The spectral shift function for compactly supported perturbations of Schrödinger operators on large bounded domains

Abstract:

We study the asymptotic behavior as $L \rightarrow \infty$ of the finite-volume spectral shift function for a positive, compactly supported perturbation of a Schrödinger operator in $d$-dimensional Euclidean space, restricted to a cube of side length $L$ with Dirichlet boundary conditions. The size of the support of the perturbation is fixed and independent of $L$. We prove that the Cesàro mean of finite-volume spectral shift functions remains pointwise bounded along certain sequences $L_n \rightarrow \infty$ for Lebesgue-almost every energy. In deriving this result, we give a short proof of the vague convergence of the finite-volume spectral shift functions to the infinite-volume spectral shift function as $L \rightarrow \infty$. Our findings complement earlier results of W. Kirsch [Proc.

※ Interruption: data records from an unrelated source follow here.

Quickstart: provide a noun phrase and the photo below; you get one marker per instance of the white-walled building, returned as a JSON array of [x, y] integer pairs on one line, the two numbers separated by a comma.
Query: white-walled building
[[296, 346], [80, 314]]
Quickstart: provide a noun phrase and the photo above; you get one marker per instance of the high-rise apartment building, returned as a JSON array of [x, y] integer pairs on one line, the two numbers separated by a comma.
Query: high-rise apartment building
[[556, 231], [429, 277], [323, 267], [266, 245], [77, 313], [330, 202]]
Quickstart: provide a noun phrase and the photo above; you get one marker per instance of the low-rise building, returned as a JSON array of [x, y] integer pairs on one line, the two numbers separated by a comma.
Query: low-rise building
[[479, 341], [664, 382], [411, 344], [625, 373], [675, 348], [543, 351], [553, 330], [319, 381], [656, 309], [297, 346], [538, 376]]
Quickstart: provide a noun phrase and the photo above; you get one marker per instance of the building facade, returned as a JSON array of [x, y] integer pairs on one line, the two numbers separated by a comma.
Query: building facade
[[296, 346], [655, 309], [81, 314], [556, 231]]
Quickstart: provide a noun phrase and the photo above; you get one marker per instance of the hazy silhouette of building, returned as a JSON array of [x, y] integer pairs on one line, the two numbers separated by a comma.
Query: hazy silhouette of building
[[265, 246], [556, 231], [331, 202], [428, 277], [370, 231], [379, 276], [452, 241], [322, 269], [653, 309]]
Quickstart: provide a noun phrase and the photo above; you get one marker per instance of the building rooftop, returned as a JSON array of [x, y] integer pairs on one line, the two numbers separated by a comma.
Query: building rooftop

Amer. Math. Soc. 101, 509–512 (1987); Int. Eqns. Op. Th. 12, 383–391 (1989)], who gave examples of positive, compactly supported perturbations of finite-volume Dirichlet Laplacians for which the pointwise limit of the spectral shift function does not exist for any given positive energy. Our methods also provide a new proof of the Birman–Solomyak formula for the spectral shift function that may be used to express the measure given by the infinite-volume spectral shift function directly in terms of the potential.